Enterprise security is also a key consideration. With workloads scattered across locations, domains, and regions, using improved security mechanisms becomes more important. From a corporate compliance viewpoint, it may be mandatory. Drivers need to support the strict needs of the organization to secure its data.
With the number of data sources growing in most organizations, optimization of database connectivity becomes more critical. The resources used to save and retrieve data have a real dollar cost to the organization that is paid day in and day out.
By understanding the architecture of the database connectivity components used, one can better understand how to measure and predict their use of resources. By knowing which JVM and nonJVM components will load into memory, an organization can begin to see how overall resource utilization will be impacted.

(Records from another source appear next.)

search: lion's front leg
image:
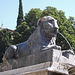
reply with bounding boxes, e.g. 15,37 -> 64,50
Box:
2,45 -> 17,62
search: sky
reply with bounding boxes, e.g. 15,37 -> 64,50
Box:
0,0 -> 75,30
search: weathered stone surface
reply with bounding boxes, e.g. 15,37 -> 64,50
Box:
22,70 -> 48,75
0,62 -> 50,75
0,49 -> 53,71
0,62 -> 67,75
0,49 -> 75,75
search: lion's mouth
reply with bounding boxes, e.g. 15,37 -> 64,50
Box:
44,32 -> 56,39
44,29 -> 58,39
54,27 -> 58,34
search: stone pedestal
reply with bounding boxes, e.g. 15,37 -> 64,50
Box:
0,62 -> 67,75
0,49 -> 75,75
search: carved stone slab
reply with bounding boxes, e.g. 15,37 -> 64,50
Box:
0,62 -> 67,75
0,49 -> 75,75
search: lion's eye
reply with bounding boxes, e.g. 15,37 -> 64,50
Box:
48,20 -> 54,24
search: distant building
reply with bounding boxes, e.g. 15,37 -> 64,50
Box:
0,23 -> 14,40
0,23 -> 14,32
0,23 -> 3,31
6,28 -> 14,40
6,28 -> 14,33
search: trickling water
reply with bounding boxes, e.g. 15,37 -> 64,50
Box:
57,32 -> 73,50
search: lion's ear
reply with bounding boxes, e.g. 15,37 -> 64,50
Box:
37,19 -> 41,26
37,18 -> 45,26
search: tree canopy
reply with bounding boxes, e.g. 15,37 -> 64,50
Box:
13,22 -> 31,44
25,8 -> 42,33
0,29 -> 12,62
17,0 -> 24,26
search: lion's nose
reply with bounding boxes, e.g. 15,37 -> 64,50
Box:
54,20 -> 59,29
55,24 -> 59,29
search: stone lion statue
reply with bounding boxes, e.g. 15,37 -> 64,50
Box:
2,16 -> 61,61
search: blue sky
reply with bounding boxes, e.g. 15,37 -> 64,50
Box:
0,0 -> 75,30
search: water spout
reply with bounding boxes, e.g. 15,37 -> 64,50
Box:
57,32 -> 73,50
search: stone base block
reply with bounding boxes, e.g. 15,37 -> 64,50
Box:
0,49 -> 75,75
0,62 -> 67,75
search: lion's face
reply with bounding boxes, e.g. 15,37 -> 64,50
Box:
38,16 -> 59,38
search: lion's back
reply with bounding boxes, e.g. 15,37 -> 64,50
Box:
16,40 -> 31,57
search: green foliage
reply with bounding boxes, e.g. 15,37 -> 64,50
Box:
25,8 -> 42,33
42,6 -> 67,26
42,6 -> 59,17
17,0 -> 24,26
0,29 -> 12,62
57,21 -> 75,50
13,22 -> 31,44
68,16 -> 74,24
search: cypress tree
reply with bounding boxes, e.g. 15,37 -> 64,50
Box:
17,0 -> 23,26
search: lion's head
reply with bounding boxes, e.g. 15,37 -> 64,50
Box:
37,16 -> 59,38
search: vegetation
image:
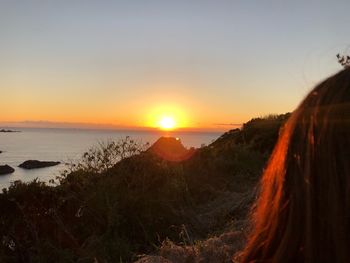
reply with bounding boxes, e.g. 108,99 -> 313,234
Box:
0,114 -> 290,263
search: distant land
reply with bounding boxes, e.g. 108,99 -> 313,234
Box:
0,120 -> 241,132
0,129 -> 20,133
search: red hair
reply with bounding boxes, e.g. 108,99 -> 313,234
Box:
239,68 -> 350,262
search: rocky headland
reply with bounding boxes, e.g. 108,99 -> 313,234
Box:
148,136 -> 196,162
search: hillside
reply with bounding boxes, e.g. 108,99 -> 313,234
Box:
0,114 -> 290,263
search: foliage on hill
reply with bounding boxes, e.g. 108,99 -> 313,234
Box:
0,114 -> 290,262
212,113 -> 291,154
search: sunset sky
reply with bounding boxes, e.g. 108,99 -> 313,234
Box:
1,0 -> 349,131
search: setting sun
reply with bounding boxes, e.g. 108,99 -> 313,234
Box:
145,104 -> 190,130
159,116 -> 176,130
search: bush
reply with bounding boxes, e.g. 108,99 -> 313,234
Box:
62,136 -> 149,175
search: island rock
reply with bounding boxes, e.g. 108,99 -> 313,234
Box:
0,165 -> 15,175
19,160 -> 60,169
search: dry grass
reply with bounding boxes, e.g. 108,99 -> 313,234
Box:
135,231 -> 245,263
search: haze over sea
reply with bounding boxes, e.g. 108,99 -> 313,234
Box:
0,128 -> 221,189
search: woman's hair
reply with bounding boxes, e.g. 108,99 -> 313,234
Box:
239,68 -> 350,262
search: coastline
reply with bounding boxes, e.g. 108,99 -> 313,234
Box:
0,128 -> 221,188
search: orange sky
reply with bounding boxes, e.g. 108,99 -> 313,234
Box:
0,1 -> 347,131
0,66 -> 340,131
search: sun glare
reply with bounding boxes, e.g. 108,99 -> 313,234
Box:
159,116 -> 176,130
145,104 -> 189,130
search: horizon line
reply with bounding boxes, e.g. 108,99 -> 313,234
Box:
0,120 -> 241,133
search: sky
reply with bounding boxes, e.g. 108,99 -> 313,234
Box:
1,0 -> 350,131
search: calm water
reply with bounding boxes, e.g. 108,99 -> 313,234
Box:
0,128 -> 221,189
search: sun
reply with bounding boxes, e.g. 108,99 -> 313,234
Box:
159,116 -> 176,130
145,105 -> 188,130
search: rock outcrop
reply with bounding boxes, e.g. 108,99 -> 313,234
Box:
148,137 -> 196,162
19,160 -> 60,169
0,165 -> 15,175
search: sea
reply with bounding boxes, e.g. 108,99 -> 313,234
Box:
0,128 -> 222,189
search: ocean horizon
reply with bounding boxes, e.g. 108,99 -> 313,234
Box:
0,127 -> 222,189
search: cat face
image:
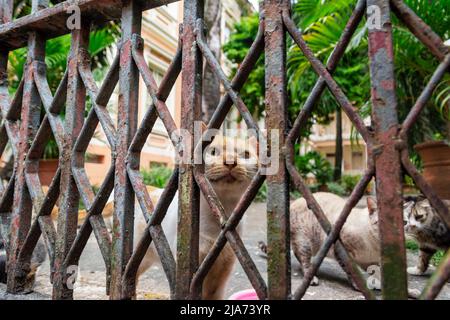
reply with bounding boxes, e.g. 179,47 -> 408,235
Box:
403,199 -> 434,235
204,135 -> 258,185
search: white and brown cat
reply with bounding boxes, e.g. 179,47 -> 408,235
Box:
133,133 -> 259,299
290,192 -> 380,286
40,132 -> 258,299
403,196 -> 450,276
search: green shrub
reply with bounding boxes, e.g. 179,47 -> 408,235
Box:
406,239 -> 419,251
340,174 -> 361,194
307,183 -> 320,194
406,239 -> 444,266
326,182 -> 346,196
141,166 -> 173,188
432,250 -> 445,266
295,150 -> 333,186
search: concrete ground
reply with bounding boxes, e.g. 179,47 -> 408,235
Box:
1,201 -> 449,300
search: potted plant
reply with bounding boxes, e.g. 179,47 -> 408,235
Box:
412,59 -> 450,200
414,135 -> 450,200
39,139 -> 59,186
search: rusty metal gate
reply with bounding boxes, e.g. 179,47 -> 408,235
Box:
0,0 -> 449,300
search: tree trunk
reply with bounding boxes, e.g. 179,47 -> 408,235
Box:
334,108 -> 343,181
202,0 -> 222,123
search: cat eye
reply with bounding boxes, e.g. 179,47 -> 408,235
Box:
209,147 -> 220,156
240,151 -> 251,159
415,214 -> 424,220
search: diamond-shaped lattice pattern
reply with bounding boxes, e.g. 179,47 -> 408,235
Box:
0,0 -> 449,300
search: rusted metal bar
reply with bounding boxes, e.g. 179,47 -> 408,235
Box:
109,0 -> 142,300
400,150 -> 450,229
7,0 -> 47,294
286,157 -> 375,300
78,51 -> 117,148
122,169 -> 179,299
390,0 -> 448,62
131,35 -> 179,144
190,172 -> 267,299
195,19 -> 261,137
175,0 -> 203,300
264,0 -> 291,299
128,45 -> 182,154
16,96 -> 61,282
421,248 -> 450,300
0,0 -> 13,24
52,18 -> 90,300
67,35 -> 134,294
193,170 -> 267,298
286,0 -> 367,143
292,164 -> 375,299
33,62 -> 66,148
207,22 -> 264,132
64,172 -> 114,267
71,48 -> 119,212
0,0 -> 14,250
121,40 -> 182,298
367,0 -> 407,299
64,166 -> 114,292
72,109 -> 103,210
6,77 -> 24,121
400,54 -> 450,138
49,69 -> 68,114
0,0 -> 180,50
283,12 -> 371,144
96,52 -> 120,106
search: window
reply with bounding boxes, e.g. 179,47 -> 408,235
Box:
326,153 -> 335,165
352,151 -> 364,170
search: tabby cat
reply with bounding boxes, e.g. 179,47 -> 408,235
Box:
403,196 -> 450,275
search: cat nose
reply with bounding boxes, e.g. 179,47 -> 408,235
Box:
224,159 -> 237,169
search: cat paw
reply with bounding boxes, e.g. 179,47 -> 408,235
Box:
407,289 -> 421,299
407,266 -> 427,276
310,276 -> 320,286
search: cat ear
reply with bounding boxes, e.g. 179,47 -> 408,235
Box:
201,121 -> 208,133
367,197 -> 377,215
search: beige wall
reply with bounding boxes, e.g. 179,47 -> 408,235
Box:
308,112 -> 369,175
80,1 -> 252,186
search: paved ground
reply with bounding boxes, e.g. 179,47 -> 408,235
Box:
1,201 -> 449,300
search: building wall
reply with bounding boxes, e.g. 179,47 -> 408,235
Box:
83,1 -> 253,186
307,111 -> 369,175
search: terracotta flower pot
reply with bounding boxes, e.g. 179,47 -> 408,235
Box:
39,159 -> 59,186
414,141 -> 450,200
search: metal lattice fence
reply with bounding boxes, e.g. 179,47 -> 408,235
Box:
0,0 -> 449,300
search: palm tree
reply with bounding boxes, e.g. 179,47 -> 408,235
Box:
289,0 -> 449,166
288,0 -> 369,181
1,2 -> 119,181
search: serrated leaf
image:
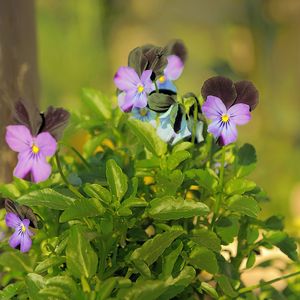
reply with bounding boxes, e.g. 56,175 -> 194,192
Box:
17,188 -> 75,210
148,92 -> 175,112
224,178 -> 256,195
189,246 -> 219,274
121,197 -> 148,208
59,197 -> 106,222
216,275 -> 238,298
190,228 -> 221,252
0,282 -> 25,300
83,183 -> 112,204
39,286 -> 69,300
228,195 -> 260,218
236,143 -> 257,177
215,215 -> 240,244
185,169 -> 218,191
275,235 -> 298,261
66,225 -> 98,278
106,159 -> 128,202
148,196 -> 209,220
167,150 -> 191,170
127,118 -> 167,156
26,273 -> 46,300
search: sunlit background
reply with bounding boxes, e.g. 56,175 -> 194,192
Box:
36,0 -> 300,226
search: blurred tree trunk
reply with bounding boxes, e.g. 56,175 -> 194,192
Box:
0,0 -> 39,183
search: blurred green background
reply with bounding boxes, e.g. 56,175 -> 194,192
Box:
36,0 -> 300,223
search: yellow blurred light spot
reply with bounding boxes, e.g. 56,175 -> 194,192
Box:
137,85 -> 144,93
144,176 -> 154,185
32,144 -> 39,154
21,223 -> 26,232
222,114 -> 230,123
190,185 -> 199,191
186,191 -> 194,199
102,139 -> 115,150
158,75 -> 166,83
139,108 -> 148,116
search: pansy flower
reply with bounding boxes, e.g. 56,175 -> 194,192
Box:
157,55 -> 184,92
201,76 -> 259,145
131,107 -> 157,127
5,212 -> 34,252
114,67 -> 154,112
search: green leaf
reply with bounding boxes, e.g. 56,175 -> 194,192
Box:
275,235 -> 298,261
127,118 -> 167,156
189,246 -> 219,274
83,133 -> 107,156
148,92 -> 175,112
121,197 -> 148,208
148,196 -> 209,220
66,225 -> 98,278
17,188 -> 75,210
131,230 -> 184,266
156,170 -> 184,197
0,282 -> 25,300
81,88 -> 111,120
172,141 -> 193,153
26,273 -> 45,300
190,228 -> 221,252
228,195 -> 260,218
199,282 -> 219,299
106,159 -> 128,202
236,143 -> 257,177
216,275 -> 238,298
97,277 -> 117,300
59,197 -> 106,222
83,183 -> 112,204
35,256 -> 66,273
185,169 -> 218,191
167,150 -> 191,170
215,215 -> 240,244
0,183 -> 21,199
0,251 -> 33,273
224,178 -> 256,195
246,251 -> 256,269
39,286 -> 69,300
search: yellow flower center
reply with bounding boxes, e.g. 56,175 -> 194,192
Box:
158,75 -> 166,83
137,85 -> 144,93
32,144 -> 40,154
139,108 -> 148,116
21,223 -> 26,233
221,114 -> 230,123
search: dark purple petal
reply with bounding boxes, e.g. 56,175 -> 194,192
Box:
9,230 -> 21,249
207,118 -> 223,138
166,40 -> 187,63
35,132 -> 57,157
220,121 -> 238,145
20,232 -> 32,252
202,96 -> 227,120
228,103 -> 251,125
201,76 -> 237,109
114,67 -> 140,91
5,213 -> 21,229
118,92 -> 134,112
13,150 -> 34,179
234,80 -> 259,111
31,156 -> 52,183
164,55 -> 184,81
133,93 -> 148,109
5,125 -> 32,152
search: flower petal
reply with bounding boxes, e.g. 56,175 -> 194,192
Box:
157,80 -> 177,93
133,92 -> 148,109
118,92 -> 134,112
202,96 -> 227,120
165,55 -> 184,81
114,67 -> 140,91
172,118 -> 191,145
35,132 -> 57,156
22,219 -> 30,228
31,156 -> 52,183
140,70 -> 153,90
234,80 -> 259,111
13,150 -> 34,179
5,213 -> 21,228
5,125 -> 32,152
228,103 -> 251,125
9,230 -> 21,249
207,118 -> 223,138
220,122 -> 238,145
20,232 -> 32,252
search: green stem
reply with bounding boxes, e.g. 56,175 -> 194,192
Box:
64,144 -> 91,170
154,81 -> 159,93
211,146 -> 226,228
206,134 -> 213,168
191,102 -> 198,144
239,271 -> 300,294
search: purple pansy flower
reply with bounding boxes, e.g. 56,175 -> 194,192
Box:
5,125 -> 57,183
157,55 -> 184,92
5,212 -> 33,252
114,67 -> 154,112
202,96 -> 251,145
201,76 -> 259,145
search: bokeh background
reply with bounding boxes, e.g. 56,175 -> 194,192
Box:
26,0 -> 300,226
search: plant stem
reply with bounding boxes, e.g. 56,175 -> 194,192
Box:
211,146 -> 226,228
63,143 -> 91,170
191,102 -> 198,144
239,271 -> 300,294
154,81 -> 159,93
206,134 -> 213,168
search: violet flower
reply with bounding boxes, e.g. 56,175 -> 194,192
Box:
157,55 -> 184,92
5,212 -> 33,252
201,76 -> 259,145
5,125 -> 57,183
114,67 -> 154,112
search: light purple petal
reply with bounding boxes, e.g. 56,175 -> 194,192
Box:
118,92 -> 134,112
207,118 -> 223,138
228,103 -> 251,125
5,125 -> 32,152
202,96 -> 227,120
114,67 -> 140,91
13,150 -> 34,179
22,219 -> 30,227
220,122 -> 238,145
20,233 -> 32,252
165,55 -> 184,81
140,70 -> 153,86
35,132 -> 57,156
5,213 -> 21,229
9,230 -> 21,249
133,92 -> 148,109
31,156 -> 52,183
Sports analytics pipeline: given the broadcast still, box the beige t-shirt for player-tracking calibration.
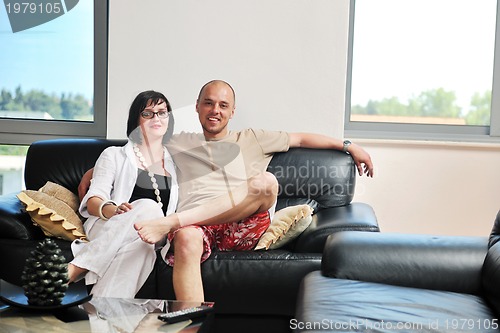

By tuning components to make best use of the resources that they expend, an organization can get the best return on the computer resource expenditure. Basing this measurement on real-world workloads, one can get more from each server, each database connection, and each command.
By understanding how components will scale up on a system, an organization can project how much work a given set of server resources can do. Choosing components that scale up and scale out well can enhance an organization's ability to consolidate workloads and receive optimum return from its investment in hardware and operating servers. By knowing how the components can work with high-availability systems, an organization can commit to SLAs and meet those commitments. Careful consideration of these aspects when selecting a JDBC connectivity strategy can help an organization get the most from their applications, databases, and servers.